一構成例として、統計量データ比較部が、少なくとも1個の観点および観点ごとの複数のスケールについて、観点とスケールとの組み合わせごとに含まれるデータに基づく統計量データである基準データと比較対象データとを比較するステップと、異常範囲判定部が、統計量データ比較部による比較の結果に基づいて、観点の複数の範囲のなかで異常があるとみなされる範囲を判定するステップと、をコンピュータに実行させるためのプログラム(
図1、
図11の例では、統計量データ処理装置12、1011を構成するコンピュータ)である。
【0072】
以上に示した実施形態に係る各装置(例えば、統計量データ処理装置12、1011など)の機能を実現するためのプログラムをコンピュータ読み取り可能な記録媒体(記憶媒体)に記録して、この記録媒体に記録されたプログラムをコンピュータシステムに読み込ませ、実行することにより、処理を行ってもよい。
なお、ここでいう「コンピュータシステム」とは、オペレーティング・システムあるいは周辺機器等のハードウェアを含むものであってもよい。
また、「コンピュータ読み取り可能な記録媒体」とは、フレキシブルディスク、光磁気ディスク、ROM(Read Only Memory)、フラッシュメモリ等の書き込み可能な不揮発性メモリ、DVD(Digital Versatile Disc)等の可搬媒体、コンピュータシステムに内蔵されるハードディスク等の記憶装置のことをいう。
さらに、「コンピュータ読み取り可能な記録媒体」とは、インターネット等のネットワークあるいは電話回線等の通信回線を介してプログラムが送信された場合のサーバあるいはクライアントとなるコンピュータシステム内部の揮発性メモリ(例えばDRAM(Dynamic Random Access Memory))のように、一定時間プログラムを保持しているものも含むものとする。
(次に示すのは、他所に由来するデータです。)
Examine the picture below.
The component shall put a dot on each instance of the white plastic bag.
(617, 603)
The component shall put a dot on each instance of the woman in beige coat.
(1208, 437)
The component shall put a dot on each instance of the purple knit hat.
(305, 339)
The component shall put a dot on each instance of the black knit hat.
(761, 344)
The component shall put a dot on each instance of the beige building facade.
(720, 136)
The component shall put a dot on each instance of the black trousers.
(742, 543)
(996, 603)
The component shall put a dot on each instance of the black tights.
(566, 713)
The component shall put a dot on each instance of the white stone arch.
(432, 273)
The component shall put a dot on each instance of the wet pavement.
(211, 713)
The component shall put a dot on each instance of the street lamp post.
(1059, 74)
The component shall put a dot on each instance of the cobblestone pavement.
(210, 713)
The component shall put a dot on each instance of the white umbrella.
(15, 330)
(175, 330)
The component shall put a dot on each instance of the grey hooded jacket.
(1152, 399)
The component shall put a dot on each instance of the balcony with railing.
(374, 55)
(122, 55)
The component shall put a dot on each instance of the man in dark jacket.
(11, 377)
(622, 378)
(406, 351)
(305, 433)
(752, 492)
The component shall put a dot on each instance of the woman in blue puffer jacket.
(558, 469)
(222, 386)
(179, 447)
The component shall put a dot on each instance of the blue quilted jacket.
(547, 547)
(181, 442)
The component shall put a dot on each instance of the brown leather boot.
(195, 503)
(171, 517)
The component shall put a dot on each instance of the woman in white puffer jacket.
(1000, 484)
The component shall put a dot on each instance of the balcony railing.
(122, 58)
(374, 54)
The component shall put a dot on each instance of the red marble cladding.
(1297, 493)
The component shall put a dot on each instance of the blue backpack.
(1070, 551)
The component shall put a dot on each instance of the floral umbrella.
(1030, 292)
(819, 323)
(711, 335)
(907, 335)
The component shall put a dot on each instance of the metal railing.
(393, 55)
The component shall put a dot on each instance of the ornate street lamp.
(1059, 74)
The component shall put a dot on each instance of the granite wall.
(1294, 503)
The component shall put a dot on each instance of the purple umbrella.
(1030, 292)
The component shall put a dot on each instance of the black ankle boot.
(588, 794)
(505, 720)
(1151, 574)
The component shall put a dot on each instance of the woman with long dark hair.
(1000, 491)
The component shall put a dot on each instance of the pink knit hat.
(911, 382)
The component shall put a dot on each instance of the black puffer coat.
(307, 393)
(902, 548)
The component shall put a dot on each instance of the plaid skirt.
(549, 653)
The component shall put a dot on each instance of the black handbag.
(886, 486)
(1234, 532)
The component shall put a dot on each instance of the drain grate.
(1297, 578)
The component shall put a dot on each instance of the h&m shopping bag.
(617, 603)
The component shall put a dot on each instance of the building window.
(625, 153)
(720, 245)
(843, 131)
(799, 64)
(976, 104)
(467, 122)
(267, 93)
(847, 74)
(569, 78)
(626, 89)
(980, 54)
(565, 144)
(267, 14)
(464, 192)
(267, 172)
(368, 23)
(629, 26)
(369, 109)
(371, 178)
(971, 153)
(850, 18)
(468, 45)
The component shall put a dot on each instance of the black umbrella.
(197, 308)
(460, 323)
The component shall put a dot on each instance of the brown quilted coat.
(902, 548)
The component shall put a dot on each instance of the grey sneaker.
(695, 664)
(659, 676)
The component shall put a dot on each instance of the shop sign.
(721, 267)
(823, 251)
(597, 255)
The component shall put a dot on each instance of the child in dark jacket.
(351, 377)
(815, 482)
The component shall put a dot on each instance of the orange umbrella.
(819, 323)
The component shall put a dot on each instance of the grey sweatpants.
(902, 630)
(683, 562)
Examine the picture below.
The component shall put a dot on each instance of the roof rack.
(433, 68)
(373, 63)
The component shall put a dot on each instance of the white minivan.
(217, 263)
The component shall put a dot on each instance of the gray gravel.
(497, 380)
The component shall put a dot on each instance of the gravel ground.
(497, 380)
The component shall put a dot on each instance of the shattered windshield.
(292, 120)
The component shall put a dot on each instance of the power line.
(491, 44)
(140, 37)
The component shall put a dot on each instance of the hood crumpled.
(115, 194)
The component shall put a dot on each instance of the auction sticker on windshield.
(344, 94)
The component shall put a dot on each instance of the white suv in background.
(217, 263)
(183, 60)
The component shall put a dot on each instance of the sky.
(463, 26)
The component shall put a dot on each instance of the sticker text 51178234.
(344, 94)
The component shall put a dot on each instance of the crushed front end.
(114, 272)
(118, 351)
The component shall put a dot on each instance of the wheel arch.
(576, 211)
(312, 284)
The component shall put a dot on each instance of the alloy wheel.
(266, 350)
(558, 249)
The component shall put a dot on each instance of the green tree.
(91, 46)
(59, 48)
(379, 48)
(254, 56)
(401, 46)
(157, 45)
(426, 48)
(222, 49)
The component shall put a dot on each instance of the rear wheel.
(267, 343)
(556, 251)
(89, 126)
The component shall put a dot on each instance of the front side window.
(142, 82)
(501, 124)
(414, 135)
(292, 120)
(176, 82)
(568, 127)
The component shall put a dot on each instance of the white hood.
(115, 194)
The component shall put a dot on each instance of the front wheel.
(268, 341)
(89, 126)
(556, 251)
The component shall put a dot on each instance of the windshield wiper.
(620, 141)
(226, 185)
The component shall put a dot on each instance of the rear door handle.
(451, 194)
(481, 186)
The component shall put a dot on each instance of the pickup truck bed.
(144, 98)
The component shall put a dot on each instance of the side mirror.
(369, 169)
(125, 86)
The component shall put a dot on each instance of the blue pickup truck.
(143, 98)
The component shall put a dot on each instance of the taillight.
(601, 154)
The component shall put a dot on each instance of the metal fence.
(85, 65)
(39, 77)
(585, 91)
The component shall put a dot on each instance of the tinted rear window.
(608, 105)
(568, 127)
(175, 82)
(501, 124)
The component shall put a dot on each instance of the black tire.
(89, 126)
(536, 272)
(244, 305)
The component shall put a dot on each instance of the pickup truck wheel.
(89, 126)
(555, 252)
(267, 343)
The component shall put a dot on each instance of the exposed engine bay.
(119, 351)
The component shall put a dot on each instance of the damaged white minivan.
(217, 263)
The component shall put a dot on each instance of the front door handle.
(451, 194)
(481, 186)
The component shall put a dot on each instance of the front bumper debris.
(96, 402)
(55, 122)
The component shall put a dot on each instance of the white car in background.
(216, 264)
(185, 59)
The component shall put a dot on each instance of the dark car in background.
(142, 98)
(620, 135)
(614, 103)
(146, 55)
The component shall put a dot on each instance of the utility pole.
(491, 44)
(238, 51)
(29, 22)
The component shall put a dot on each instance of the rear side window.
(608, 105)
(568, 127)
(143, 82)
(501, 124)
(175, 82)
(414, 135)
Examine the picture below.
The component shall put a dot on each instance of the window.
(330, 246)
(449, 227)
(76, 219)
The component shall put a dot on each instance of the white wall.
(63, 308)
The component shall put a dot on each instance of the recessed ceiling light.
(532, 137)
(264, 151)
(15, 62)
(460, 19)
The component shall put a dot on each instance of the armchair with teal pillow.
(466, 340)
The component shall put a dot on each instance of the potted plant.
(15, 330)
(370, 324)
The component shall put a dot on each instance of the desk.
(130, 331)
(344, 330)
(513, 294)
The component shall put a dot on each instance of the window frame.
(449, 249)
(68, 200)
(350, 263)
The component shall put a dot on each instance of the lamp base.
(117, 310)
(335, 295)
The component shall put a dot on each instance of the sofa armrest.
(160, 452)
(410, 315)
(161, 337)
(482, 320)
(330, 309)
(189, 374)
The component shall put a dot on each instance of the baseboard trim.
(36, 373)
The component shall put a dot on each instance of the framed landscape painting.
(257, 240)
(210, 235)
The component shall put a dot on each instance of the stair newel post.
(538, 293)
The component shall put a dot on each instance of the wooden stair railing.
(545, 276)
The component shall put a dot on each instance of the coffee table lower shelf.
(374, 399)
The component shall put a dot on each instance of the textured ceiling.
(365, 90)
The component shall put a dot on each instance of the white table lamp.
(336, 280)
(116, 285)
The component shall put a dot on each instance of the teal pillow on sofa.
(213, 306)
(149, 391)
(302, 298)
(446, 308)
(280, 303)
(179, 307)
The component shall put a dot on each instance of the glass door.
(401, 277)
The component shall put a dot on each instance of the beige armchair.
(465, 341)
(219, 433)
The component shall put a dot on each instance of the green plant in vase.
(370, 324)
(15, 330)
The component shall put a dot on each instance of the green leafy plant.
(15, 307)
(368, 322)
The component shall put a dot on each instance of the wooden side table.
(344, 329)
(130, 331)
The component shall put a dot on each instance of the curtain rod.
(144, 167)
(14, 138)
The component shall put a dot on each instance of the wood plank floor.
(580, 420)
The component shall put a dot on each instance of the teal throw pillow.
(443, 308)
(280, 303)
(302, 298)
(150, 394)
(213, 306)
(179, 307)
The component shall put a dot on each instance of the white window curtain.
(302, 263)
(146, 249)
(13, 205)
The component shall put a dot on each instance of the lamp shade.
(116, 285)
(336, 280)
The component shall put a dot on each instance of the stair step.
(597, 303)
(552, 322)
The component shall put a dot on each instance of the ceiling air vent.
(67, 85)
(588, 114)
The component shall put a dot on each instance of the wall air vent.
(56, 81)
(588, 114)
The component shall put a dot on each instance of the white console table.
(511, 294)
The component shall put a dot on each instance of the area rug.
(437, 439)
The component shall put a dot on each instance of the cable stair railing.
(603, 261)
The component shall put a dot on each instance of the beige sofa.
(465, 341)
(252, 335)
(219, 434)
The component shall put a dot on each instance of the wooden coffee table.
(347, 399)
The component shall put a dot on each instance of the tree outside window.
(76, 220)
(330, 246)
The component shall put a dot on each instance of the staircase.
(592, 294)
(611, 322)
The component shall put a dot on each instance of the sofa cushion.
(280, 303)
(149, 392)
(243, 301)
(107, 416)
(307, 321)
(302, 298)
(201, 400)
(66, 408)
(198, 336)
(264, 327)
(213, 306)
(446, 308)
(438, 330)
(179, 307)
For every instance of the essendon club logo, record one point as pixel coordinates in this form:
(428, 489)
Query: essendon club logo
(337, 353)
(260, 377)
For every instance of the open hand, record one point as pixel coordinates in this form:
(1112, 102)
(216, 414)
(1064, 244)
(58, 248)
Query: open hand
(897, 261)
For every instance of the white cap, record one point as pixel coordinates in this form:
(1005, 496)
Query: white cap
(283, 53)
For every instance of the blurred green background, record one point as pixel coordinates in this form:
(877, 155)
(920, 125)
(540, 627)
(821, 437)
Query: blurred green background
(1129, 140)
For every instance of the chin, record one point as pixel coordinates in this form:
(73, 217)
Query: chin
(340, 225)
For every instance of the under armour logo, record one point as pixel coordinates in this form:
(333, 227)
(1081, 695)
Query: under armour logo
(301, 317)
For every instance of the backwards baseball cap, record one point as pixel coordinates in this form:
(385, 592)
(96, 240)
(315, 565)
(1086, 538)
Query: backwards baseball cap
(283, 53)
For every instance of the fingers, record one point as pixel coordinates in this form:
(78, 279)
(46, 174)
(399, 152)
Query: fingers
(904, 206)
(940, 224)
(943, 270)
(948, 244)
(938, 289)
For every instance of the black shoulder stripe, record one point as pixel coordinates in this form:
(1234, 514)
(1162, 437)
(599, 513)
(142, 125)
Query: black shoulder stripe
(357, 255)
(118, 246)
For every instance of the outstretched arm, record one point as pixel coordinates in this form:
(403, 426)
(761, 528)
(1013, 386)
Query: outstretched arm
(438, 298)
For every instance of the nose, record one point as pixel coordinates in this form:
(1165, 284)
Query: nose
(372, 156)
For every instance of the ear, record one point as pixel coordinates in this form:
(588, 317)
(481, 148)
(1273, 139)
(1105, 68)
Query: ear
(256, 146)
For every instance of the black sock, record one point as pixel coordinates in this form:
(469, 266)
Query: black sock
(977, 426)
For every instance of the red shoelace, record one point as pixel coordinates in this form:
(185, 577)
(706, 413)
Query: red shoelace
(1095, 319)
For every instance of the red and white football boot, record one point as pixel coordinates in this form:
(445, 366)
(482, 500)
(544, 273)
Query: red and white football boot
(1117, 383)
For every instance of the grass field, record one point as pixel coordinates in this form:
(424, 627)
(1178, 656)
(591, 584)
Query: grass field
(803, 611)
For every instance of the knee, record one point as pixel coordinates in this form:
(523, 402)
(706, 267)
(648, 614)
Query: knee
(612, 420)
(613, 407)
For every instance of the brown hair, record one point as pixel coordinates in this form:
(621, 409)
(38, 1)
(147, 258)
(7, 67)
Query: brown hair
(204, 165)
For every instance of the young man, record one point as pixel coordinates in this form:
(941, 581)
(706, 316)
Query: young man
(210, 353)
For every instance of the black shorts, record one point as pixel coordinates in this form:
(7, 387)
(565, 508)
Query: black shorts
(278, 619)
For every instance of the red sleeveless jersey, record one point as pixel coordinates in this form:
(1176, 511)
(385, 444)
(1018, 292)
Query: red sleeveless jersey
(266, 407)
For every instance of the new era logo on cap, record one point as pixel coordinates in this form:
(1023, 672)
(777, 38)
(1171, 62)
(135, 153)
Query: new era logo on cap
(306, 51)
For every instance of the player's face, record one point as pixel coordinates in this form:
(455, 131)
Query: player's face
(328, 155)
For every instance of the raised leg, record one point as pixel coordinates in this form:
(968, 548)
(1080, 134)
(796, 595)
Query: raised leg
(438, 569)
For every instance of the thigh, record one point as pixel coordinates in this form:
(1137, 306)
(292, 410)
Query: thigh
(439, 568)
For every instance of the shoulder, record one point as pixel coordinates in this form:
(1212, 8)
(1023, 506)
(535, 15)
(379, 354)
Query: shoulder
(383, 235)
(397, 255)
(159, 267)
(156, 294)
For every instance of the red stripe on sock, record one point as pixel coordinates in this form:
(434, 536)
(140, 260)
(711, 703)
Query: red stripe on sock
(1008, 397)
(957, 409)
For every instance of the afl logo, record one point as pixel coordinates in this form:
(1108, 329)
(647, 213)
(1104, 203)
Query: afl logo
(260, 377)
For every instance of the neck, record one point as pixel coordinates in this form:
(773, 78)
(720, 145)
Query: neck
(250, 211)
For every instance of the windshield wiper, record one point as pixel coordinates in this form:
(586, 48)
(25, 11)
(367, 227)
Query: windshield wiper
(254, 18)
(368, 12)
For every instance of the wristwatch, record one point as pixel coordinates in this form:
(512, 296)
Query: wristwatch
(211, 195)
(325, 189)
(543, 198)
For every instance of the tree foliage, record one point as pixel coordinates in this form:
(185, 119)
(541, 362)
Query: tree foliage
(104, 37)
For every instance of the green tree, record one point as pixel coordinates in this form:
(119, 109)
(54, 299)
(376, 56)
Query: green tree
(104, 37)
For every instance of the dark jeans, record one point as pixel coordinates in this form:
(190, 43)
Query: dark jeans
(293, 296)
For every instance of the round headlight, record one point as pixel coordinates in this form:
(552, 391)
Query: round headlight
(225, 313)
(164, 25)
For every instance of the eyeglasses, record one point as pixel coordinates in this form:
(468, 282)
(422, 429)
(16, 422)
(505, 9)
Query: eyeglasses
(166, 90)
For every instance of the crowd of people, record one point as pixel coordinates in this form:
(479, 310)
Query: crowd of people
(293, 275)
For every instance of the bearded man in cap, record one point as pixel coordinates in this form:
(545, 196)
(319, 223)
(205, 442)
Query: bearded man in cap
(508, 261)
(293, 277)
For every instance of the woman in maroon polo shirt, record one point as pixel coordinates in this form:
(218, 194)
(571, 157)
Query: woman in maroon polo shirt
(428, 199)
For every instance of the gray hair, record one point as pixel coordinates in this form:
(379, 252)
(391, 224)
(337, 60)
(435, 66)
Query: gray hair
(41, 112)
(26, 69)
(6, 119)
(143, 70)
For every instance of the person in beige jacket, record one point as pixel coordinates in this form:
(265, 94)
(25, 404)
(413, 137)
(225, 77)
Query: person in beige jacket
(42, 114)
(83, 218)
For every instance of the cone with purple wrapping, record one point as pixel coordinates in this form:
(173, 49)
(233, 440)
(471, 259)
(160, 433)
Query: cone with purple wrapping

また、上記のプログラムは、このプログラムを記憶装置等に格納したコンピュータシステムから、伝送媒体を介して、あるいは、伝送媒体中の伝送波により他のコンピュータシステムに伝送されてもよい。ここで、プログラムを伝送する「伝送媒体」は、インターネット等のネットワーク(通信網)あるいは電話回線等の通信回線(通信線)のように情報を伝送する機能を有する媒体のことをいう。
また、上記のプログラムは、前述した機能の一部を実現するためのものであってもよい。さらに、上記のプログラムは、前述した機能をコンピュータシステムに既に記録されているプログラムとの組み合わせで実現できるもの、いわゆる差分ファイル(差分プログラム)であってもよい。
【0073】
以上、本発明の実施形態について図面を参照して詳述したが、具体的な構成はこの実施形態に限られるものではなく、本発明の要旨を逸脱しない範囲の設計変更等も含まれる。